The effect of these provisions is that a father may be eligible for shared parental leave even if the mother is no longer employed, provided that the mother satisfies the employment and earnings test.
The regulations prescribe a complicated set of notification requirements, involving both the mother and the father giving notification of the intention to take shared parental leave at least eight weeks before the chosen period. Employers are entitled to require evidence of the child's birth or adoption and information relating to the mother's or father's employer. There is then a requirement for parents to serve a separate period of leave notice.
Where the leave request is for one continuous period of shared parental leave the employee is entitled automatically to take that leave. However, where a period of discontinuous leave is requested, the regulations provide for a two-week period during which the employer may consent to the leave, propose alternative dates or refuse the leave. If no agreement is reached two weeks after the notice, the employee can withdraw the notice or take the total amounts of leave requested as a continuous period of leave.
The regulations also contain provisions providing for variation on up to three occasions and again, this can be waived by agreement.
Keeping in touch
The regulations allow employees to work for up to 20 days without bringing the shared parental leave to an end. These days will be known as SPLIT days, or shared parental leave in‑touch days. This is to distinguish them from KIT days which are available to mothers on maternity leave.
Return to work
On return to work after shared parental leave, the employee will be entitled to return to the same job provided that the total period of parental leave does not exceed 26 weeks. If the total period of leave exceeds this limit, the entitlement is to return to the same job or, if that is not reasonably practicable, then to another job which is suitable to the employee and appropriate in the circumstances. Again, that provision is similar to the rights available to mothers returning from additional maternity leave.
Shared Parental Pay
Separate regulations provide for statutory shared parental pay of up to 39 weeks. This is reduced by the number of weeks in respect of which Statutory Maternity Pay or Statutory Maternity Allowance has been paid to the mother. The eligibility criteria mirror those for Statutory Maternity Pay. To be eligible, a parent must have been continuously employed for a period of not less than 26 weeks ending with the expected week of childbirth (or the date of matching in the case of adoption) and must have had normal weekly earnings for the eight weeks at the end of the relevant week or date of matching which are not lower than the lower earnings limit (currently £111 per week).
As the legislation applies to babies due on or after 5 April, the new rights can be triggered earlier by premature birth before that date.
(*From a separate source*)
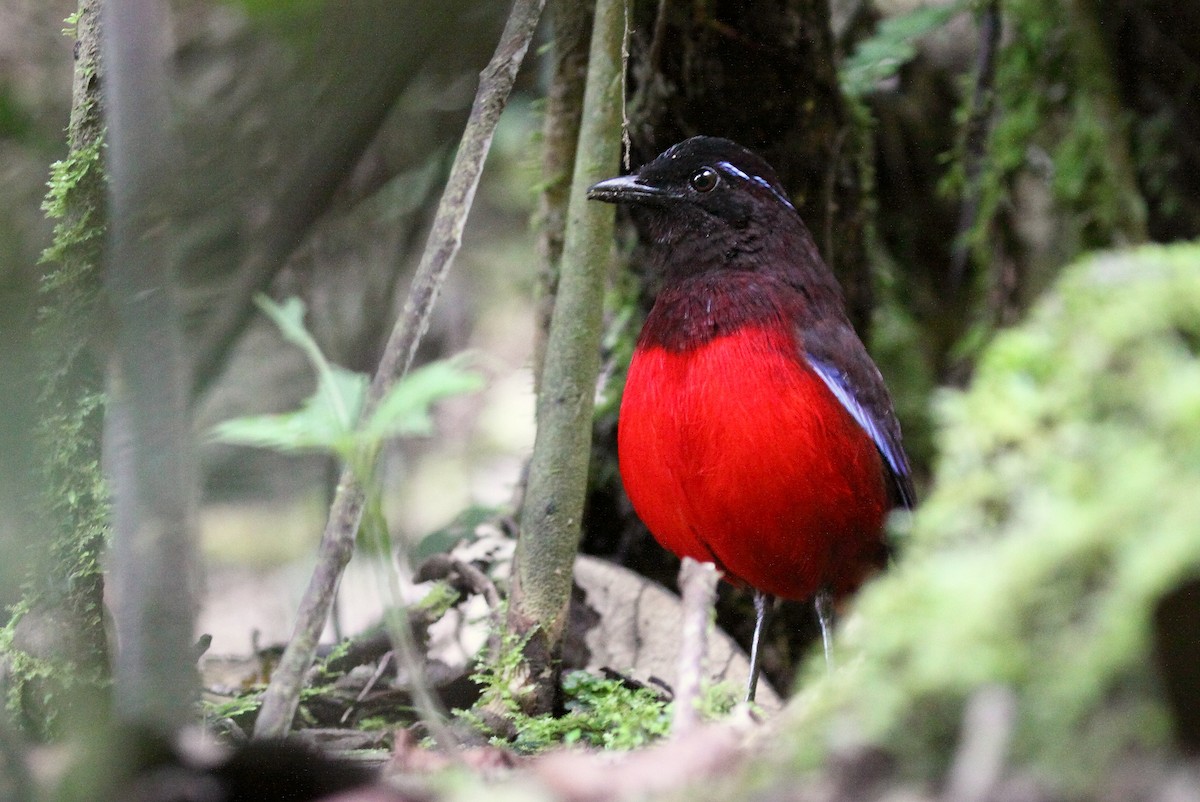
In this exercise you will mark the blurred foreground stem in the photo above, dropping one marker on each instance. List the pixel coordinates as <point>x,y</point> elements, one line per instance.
<point>337,543</point>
As such, employers should be getting ready for the new framework now. Staff notifying of pregnancies during the autumn will increasingly be governed by the new framework and will wish to understand their options.
Employers should consider how the introduction of the new rights will be managed in practice and what approach they wish to take to requests for discontinuous periods of leave. A review will include preparing policies, amending existing policies (for example to deal with the abolition of additional paternity leave) assessing payroll capability, communicating the new rights to staff and training line managers on the operation of shared parental leave.